Left in the Rain

Fads aren't only for fashion


It appears that acid rain monitoring research, like Captain Planet, might be so yesterday.

After fifty years and millions of dollars, we know acid rain is caused by air pollutants released from industrial and power plants. Polluted air harms trees, fish and humans' health. Also, tourist destinations like the Adirondacks and Great Smoky Mountains and monuments, such as those in Gettysburg and Washington, are deteriorating.

"Once the Clean Air Act of 1990 ended, the EPA walked away from acid rain."

Environmental laws can help. For example, the Clean Air Act of 1990 cut emissions of sulfur, one of many by-products created by fossil fuel burning that causes acid rain, by more than half its previous levels. Researchers at the Rensselaer Polytechnic Institute, the Darrin Fresh Water Institute, and the University of Maine all report some recovery in lakes and rivers in the Northeast. These researchers state that long-term monitoring is necessary. Not one claimed victory.

But the buck moved on.

rain collectors
Several of the mechanical rain collectors used at Whiteface Mountain, which is primarily funded by the U.S. Geological Survey, are pictured.

"Once the Clean Air Act of 1990 ended, the EPA [U.S. Environmental Protection Agency] walked away from acid rain," notes Kenneth Demerjian, director of the Atmospheric Sciences Research Center in Albany, New York.

And so the funding faded.

"Unfortunately, scientists follow the dollar," laments Dr. Donald Bogucki, a former EPA acid rain researcher.

"To survive in this business, a scientist must have funding," Demerjian retorts. After five years of pushing for progress, his acid rain research ended abruptly without closure, he says. "It's frustrating."

Research enables the government to determine if environmental legislation is effective, explains Doug Wolfe, an acid deposition expert who has been involved with Whiteface Mountain's monitoring sites since the 1960s. Monitoring research lets scientists find trends by comparing current and past data, he adds.

"That's why CAST NET is so essential," U.S. Congressmen John McHugh (R-NY) says agreeing with Wolfe's explanation.

Nonetheless, on August 26 the EPA proposed major reductions to acid monitoring programs. It's one more drop in the torrential downpour of cuts.

"I think acid rain will get worse if monitoring is cut back."

The Clean Air Status and Trends Network (CAST NET), an EPA air monitoring program, was established under the Clean Air Act of 1990. It blossomed with a $20 million dollar budget. However, in 1995 its allowance shriveled to $7 million. Less than two years later, it shrunk to $4 million dollars. In 2004, CAST NET's budget waned to $3.9 million. Currently, the Bush Administration wants to slash the program's funds by another million dollars in 2008. As a result, several CAST NET monitoring sites would be eliminated.

Some see trouble ahead.

Whiteface mountaintop view
Air pollution tends to effect the tops of mountains the most severely. Who wants to sacrifice such beauty?

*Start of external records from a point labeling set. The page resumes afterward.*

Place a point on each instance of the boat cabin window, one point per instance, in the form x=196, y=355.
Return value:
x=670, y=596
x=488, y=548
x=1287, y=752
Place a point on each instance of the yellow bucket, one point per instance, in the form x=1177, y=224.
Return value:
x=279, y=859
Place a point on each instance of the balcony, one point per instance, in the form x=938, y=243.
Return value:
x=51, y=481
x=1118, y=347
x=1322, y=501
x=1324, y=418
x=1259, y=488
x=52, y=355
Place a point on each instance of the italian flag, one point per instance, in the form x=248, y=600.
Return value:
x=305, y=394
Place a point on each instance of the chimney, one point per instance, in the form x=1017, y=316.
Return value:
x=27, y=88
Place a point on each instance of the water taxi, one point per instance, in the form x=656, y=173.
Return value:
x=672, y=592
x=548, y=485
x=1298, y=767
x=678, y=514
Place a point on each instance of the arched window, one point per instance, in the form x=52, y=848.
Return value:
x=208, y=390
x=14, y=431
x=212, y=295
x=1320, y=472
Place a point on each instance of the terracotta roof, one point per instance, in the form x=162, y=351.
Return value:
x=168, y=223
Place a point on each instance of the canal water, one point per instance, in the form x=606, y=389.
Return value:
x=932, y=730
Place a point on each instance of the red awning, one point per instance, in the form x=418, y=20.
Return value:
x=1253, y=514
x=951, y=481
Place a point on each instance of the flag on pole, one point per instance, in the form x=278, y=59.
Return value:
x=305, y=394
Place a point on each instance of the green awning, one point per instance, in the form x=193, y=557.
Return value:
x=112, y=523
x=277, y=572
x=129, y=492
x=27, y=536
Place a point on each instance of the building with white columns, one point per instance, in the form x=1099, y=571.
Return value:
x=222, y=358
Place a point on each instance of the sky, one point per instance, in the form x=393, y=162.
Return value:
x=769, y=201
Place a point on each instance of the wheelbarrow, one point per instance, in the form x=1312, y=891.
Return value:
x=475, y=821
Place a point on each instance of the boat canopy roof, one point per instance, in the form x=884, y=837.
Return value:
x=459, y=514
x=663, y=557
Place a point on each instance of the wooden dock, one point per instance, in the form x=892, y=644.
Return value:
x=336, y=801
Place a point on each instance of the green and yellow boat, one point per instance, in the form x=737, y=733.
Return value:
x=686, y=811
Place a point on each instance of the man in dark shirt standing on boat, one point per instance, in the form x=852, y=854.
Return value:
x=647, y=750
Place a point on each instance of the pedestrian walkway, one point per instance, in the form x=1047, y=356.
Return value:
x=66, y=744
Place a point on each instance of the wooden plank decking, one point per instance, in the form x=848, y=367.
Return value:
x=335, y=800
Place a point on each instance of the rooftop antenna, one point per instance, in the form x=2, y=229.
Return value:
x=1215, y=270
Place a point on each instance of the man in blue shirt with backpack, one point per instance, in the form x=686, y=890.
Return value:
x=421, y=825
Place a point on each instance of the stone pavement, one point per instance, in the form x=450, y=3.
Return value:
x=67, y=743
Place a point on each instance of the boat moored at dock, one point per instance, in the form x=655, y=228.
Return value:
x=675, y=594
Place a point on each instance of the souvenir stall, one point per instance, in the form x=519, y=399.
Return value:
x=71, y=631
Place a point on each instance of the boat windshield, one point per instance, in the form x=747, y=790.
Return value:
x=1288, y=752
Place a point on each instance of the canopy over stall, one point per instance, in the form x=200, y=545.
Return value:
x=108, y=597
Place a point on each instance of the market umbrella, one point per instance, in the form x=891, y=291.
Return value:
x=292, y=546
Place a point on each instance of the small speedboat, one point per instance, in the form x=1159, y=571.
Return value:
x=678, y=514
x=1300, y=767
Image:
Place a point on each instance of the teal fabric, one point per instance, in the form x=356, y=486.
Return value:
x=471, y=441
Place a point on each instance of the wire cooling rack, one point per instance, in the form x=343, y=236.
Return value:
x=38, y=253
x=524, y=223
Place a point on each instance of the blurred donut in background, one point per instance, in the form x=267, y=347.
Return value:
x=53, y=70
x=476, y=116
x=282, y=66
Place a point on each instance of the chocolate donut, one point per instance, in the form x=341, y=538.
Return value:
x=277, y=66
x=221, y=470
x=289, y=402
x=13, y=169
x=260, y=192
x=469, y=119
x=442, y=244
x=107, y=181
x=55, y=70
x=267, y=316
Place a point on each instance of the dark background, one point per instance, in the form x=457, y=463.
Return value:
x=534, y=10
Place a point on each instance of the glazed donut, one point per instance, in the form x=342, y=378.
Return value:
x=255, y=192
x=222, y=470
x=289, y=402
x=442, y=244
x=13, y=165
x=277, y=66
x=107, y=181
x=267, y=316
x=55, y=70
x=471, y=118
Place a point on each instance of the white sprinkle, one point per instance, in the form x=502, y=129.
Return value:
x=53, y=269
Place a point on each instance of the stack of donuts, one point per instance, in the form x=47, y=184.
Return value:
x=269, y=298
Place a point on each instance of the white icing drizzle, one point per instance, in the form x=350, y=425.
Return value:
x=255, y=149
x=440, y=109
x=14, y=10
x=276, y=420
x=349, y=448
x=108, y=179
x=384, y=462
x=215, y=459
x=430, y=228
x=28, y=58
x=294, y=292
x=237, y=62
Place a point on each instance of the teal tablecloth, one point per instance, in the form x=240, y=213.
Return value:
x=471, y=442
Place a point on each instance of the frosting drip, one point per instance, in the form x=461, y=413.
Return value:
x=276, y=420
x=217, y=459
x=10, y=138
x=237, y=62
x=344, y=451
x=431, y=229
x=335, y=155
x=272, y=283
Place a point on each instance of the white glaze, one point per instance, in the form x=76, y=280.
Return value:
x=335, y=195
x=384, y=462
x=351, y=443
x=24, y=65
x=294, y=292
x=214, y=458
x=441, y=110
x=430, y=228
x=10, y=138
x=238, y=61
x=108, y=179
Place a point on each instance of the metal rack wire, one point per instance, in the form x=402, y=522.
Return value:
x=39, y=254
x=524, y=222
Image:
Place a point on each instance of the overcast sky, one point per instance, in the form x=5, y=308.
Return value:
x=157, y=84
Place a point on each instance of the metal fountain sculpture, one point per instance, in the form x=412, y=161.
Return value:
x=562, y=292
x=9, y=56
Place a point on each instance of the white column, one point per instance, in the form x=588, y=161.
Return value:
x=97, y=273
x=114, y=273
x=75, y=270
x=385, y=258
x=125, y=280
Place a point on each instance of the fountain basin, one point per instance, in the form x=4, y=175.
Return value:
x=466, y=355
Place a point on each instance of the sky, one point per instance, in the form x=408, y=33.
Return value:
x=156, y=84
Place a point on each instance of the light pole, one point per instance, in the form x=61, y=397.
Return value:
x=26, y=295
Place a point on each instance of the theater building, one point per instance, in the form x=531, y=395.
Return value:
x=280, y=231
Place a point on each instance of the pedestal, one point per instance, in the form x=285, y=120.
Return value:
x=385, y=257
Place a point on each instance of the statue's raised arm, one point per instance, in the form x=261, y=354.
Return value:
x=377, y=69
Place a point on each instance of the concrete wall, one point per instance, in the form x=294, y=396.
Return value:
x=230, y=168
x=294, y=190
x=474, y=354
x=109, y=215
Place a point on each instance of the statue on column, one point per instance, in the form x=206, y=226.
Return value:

"I think acid rain will get worse if monitoring is cut back," says John Upham, a recently retired science teacher from Norwood-Norfolk Elementary School who led his students in acid rain monitoring experiments.

If this prediction is correct, a storm may be coming.

"Nowhere else has the U.S. felt the negative effects of acid rain more severely than in the Adirondacks," Congressmen McHugh says.

Glaciers scrapped top soil away in the Northeast around 10,000 to 12,000 years ago; thus, the land is more vulnerable to acid rain because there isn't enough soil to stop the acid rain from seeping into water bodies, Bogucki says.

Now, only one CAST NET air monitoring site exists in the Adirondacks.

Nonetheless, Congressman McHugh argued to restore $1 million to the program. After McHugh's statement, this amendment of the proposed Interior Appropriations bill was passed by the House of Representatives. It could become law by the end of this year.

Would you breathe easier knowing air pollution is being monitored?

 

Air Pollution Disasters

In the industrialized Meuse Valley of Belgium, sixty-three people died in December 1930.

In Donora, Pennsylvania, 6,000 people got sick and twenty died in four and a half days in October 1948.

In December 1952, London was enveloped in smog. It was "the largest and most obvious of all modern air pollution events," Demerjian says.

As presented in Dr. Kenneth Demerjian's presentation at The Mount Washington Symposium for Air and Climate on September 7 – 8, 2007 at The Mount Washington Resort at Bretton Woods.